Module 03 - Overview
This week you'll learn about Gradient Boosted Trees and use the XGBoost library to solve regression tasks using gradient boosted trees.
Subject to Change
Keep in mind that your instructor may deviate somewhat from the following guide, and they have final say on assignment requirements, delivery methods, and due dates. So be sure to pay attention to both in-class and Canvas announcements.
Module 03 Assignments
For your convenience, here are links to the module 03 readings and assignments:
Readings
Data
- Housing Dataset
- Housing Data Dictionary
- Housing Holdout Dataset
- Housing Holdout MINI Dataset
- Google Colab Notebook
Using XGBoost
If you've read through the official documentation and tutorials about XGBoost on the project page and still aren't sure how to use it, this colab notebook might help:
Holdout Mini Dataset
This module has a mini holdout dataset. You can test your model against this mini holdout dataset as many times as you'd like. It is here to
- Verify that your CSV is in the correct format
- Verify that your model is making good predictions
- Give you an idea of what your grade might be on the final holdout set
Once your team is confident your model has been adequately trained, load the data from the mini holdout dataset and make predictions on it. Save the predictions as a CSV.

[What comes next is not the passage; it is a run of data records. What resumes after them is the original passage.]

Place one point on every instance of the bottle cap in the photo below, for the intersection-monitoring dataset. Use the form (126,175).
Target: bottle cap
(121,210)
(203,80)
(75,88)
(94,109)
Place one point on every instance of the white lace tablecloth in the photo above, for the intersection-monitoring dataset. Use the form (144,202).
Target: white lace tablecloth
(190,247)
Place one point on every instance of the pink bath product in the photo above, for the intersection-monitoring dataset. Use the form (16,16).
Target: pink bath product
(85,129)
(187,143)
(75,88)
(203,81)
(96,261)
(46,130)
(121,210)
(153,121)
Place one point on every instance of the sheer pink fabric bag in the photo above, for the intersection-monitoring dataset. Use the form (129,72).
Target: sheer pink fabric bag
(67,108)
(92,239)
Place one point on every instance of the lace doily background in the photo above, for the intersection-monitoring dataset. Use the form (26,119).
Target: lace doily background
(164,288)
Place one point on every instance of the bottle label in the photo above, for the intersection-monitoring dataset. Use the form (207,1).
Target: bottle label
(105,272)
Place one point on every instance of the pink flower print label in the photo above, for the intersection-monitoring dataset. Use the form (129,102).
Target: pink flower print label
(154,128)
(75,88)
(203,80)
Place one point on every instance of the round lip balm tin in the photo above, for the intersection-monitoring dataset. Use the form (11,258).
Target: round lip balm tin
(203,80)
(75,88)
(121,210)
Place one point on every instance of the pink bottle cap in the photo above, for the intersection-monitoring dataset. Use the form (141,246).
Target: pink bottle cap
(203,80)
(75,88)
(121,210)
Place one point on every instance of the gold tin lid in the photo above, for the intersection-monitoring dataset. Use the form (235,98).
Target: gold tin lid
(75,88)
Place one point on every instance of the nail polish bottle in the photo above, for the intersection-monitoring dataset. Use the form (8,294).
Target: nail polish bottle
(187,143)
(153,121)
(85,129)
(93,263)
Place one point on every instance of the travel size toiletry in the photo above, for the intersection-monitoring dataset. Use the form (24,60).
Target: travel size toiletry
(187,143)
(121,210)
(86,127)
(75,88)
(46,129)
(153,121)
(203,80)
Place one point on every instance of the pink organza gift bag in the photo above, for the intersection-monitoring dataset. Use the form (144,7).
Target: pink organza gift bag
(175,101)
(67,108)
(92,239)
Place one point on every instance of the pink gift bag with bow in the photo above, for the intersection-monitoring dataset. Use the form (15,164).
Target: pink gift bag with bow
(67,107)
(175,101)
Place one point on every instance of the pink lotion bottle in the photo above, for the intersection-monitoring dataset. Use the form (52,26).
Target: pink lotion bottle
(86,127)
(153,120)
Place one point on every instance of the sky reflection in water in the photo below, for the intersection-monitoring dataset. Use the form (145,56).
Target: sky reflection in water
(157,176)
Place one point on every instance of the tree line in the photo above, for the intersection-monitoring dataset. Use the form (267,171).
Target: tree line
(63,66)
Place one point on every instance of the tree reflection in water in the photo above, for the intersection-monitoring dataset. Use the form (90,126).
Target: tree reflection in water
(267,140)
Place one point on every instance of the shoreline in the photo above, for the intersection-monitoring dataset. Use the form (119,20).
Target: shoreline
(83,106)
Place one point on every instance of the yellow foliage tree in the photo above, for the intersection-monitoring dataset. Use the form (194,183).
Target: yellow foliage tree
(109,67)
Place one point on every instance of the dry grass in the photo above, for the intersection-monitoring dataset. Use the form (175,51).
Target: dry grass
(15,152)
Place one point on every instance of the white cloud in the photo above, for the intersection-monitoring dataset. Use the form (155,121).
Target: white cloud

Open and run this colab (follow the instructions at the top of the notebook)
Don't Forget:
- Perform the same transformations on the dataset. (MinMaxScaling, add/remove features, etc.)
- Do NOT remove any rows from the holdout dataset
- Do NOT sort or shuffle the holdout dataset
- You can test the mini holdout as many times as you'd like, but be careful not to overfit to the mini holdout set. Ideally, you should get similar results to the test dataset you created.